En 1432, Rogier de la Pasture, dit Rogier Van der Weyden par les Flamands, se voit commander par la compagnie des arbalétriers de Louvain un tableau sur le thème de la déploration du Christ. A peu près au même moment, à Florence, un artiste au talent égal au sien, Fra Angelico, peint lui aussi un grand retable sur ce poignant sujet.

La comparaison de ces deux oeuvres exceptionnelles montre comment le Nord et le Sud de l'Europe vont suivre des chemins esthétiques, religieux et politiques divergents jusqu'à ce que Rubens ne les réconcilie dans une descente de croix profane.

Le jour où un musée les réunira le temps d'une exposition pour les comparer, on pourra croire à l'Europe de la culture.



Le rapprochement de ces deux oeuvres, peintes peu ou prou la même année sans que leurs auteurs n'aient aucunement connaissance du travail de l'autre illustre la dualité européenne.

Chez le Flamand, et plus généralement en Europe du Nord, une esthétique et une vision du monde sécularisée, civile, bourgeoise. Autour du Christ des personnages sans auréole, sans lustre ni richesse, sans créature céleste. Le sacré est dans le sentiment, l'intériorité. Pas d'église, ni de prélat ou de puissance projetant son luxe autant que ses sentiments.

Chez l'Italien, le monde des anges, du surnaturel, du pouvoir de l'église domine la vie des simples mortels. Or et tissus chatoyants accompagnent un Christ d'une figure naïve et presque enfantine, seule image de la simplicité et de la passion. Une hiérarchie est instaurée. Les docteurs de la foi et de la loi discutent sans la lumière de la sainteté. Vaine est leur palabre tandis que meurt le messie en son enveloppe charnelle.
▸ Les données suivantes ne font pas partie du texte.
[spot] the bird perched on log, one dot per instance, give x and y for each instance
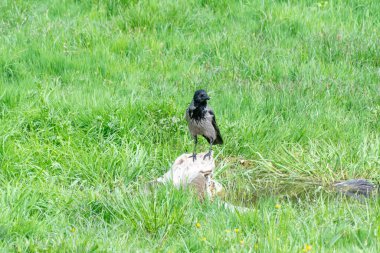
(201, 121)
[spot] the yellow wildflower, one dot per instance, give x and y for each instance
(307, 248)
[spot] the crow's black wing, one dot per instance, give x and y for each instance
(218, 139)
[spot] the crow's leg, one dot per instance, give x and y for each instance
(210, 151)
(194, 156)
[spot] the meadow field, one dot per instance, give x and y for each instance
(92, 101)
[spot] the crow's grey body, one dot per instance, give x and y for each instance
(202, 126)
(201, 121)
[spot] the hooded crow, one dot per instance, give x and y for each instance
(201, 121)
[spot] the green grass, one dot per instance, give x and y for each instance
(92, 101)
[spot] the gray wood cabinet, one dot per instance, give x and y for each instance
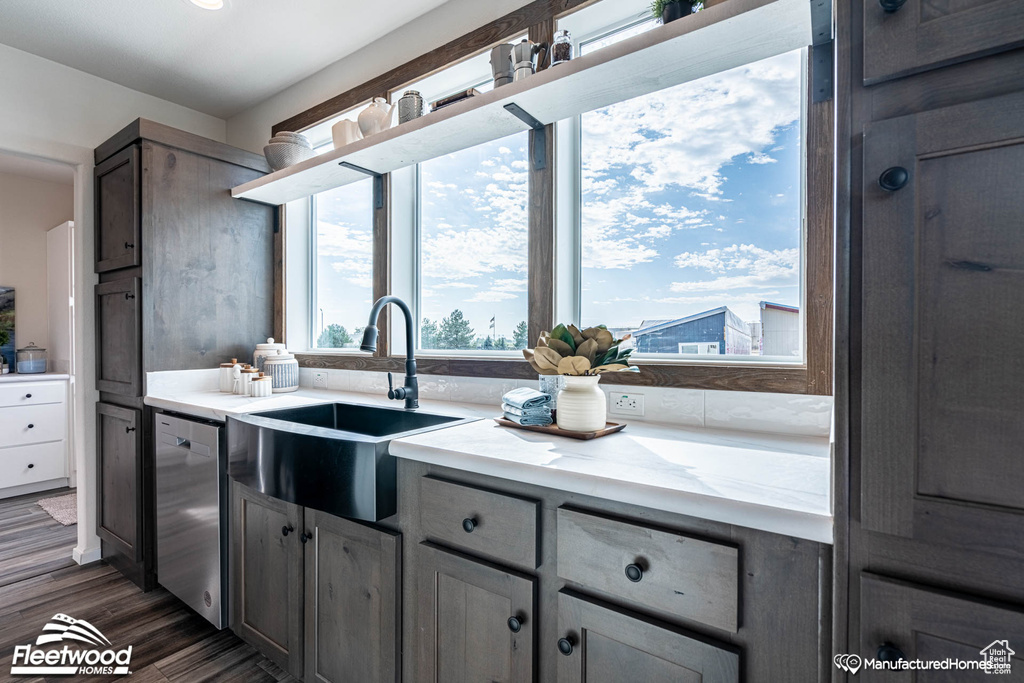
(475, 620)
(119, 484)
(928, 34)
(168, 233)
(118, 211)
(352, 601)
(267, 575)
(317, 594)
(598, 643)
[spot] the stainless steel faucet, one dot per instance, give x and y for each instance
(410, 392)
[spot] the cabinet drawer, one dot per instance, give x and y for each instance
(921, 624)
(30, 393)
(32, 424)
(496, 525)
(687, 577)
(28, 464)
(598, 642)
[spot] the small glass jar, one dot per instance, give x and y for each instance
(561, 48)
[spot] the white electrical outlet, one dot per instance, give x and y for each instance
(626, 403)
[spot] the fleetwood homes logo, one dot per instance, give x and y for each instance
(91, 653)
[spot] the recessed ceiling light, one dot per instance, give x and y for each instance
(209, 4)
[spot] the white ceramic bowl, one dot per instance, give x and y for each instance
(283, 155)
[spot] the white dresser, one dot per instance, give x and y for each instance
(33, 433)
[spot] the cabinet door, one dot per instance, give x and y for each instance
(352, 615)
(602, 644)
(118, 211)
(926, 34)
(943, 286)
(266, 575)
(119, 361)
(119, 482)
(475, 621)
(909, 622)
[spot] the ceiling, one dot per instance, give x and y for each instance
(219, 62)
(36, 168)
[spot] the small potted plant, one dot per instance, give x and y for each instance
(582, 356)
(670, 10)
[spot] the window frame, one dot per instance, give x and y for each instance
(813, 376)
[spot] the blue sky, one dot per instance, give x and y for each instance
(691, 200)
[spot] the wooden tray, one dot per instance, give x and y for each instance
(609, 428)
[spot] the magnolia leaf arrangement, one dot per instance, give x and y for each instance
(566, 350)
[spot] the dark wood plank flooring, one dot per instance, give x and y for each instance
(170, 643)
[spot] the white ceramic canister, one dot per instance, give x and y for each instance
(263, 350)
(284, 371)
(582, 406)
(226, 376)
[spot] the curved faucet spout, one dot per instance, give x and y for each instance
(411, 391)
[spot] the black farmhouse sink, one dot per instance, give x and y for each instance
(330, 457)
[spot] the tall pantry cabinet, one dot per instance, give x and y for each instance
(932, 146)
(185, 282)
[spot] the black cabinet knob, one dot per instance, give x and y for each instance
(891, 5)
(634, 572)
(893, 178)
(889, 652)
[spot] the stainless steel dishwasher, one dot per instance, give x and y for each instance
(192, 512)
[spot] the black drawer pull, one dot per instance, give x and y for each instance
(889, 652)
(893, 178)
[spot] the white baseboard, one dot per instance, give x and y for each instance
(86, 556)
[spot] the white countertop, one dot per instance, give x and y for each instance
(33, 377)
(766, 481)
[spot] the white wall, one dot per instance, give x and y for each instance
(28, 209)
(251, 129)
(57, 113)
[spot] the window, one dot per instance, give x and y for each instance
(691, 213)
(342, 267)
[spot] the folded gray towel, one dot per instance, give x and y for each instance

Chez le Flamand, la révélation est intérieure, confinée à un espace clos, dans un structure presque cubisante. La foi n'a pas à se répandre dans la cité pour la dominer. Chez l'Italien, ce n'est plus de foi mais de religion qu'il s'agit, d'un processus social, discursif, englobant qui va bientôt s'emparer de la ville et des foules.

C'est le retour à soi ou l'expérience collective qui vont désormais s'affronter, l'individu et le groupe qui sont les voies d'accès concurrentes à la vérité.



Mardi 8 Septembre 2015
Serge Federbusch






1.Posté par Hauben Meise le 19/10/2015 10:08
Voici qui nous entraîne bien loin, très loin des berges de la Seine, et de la sottise de nos édiles. Merci Serge.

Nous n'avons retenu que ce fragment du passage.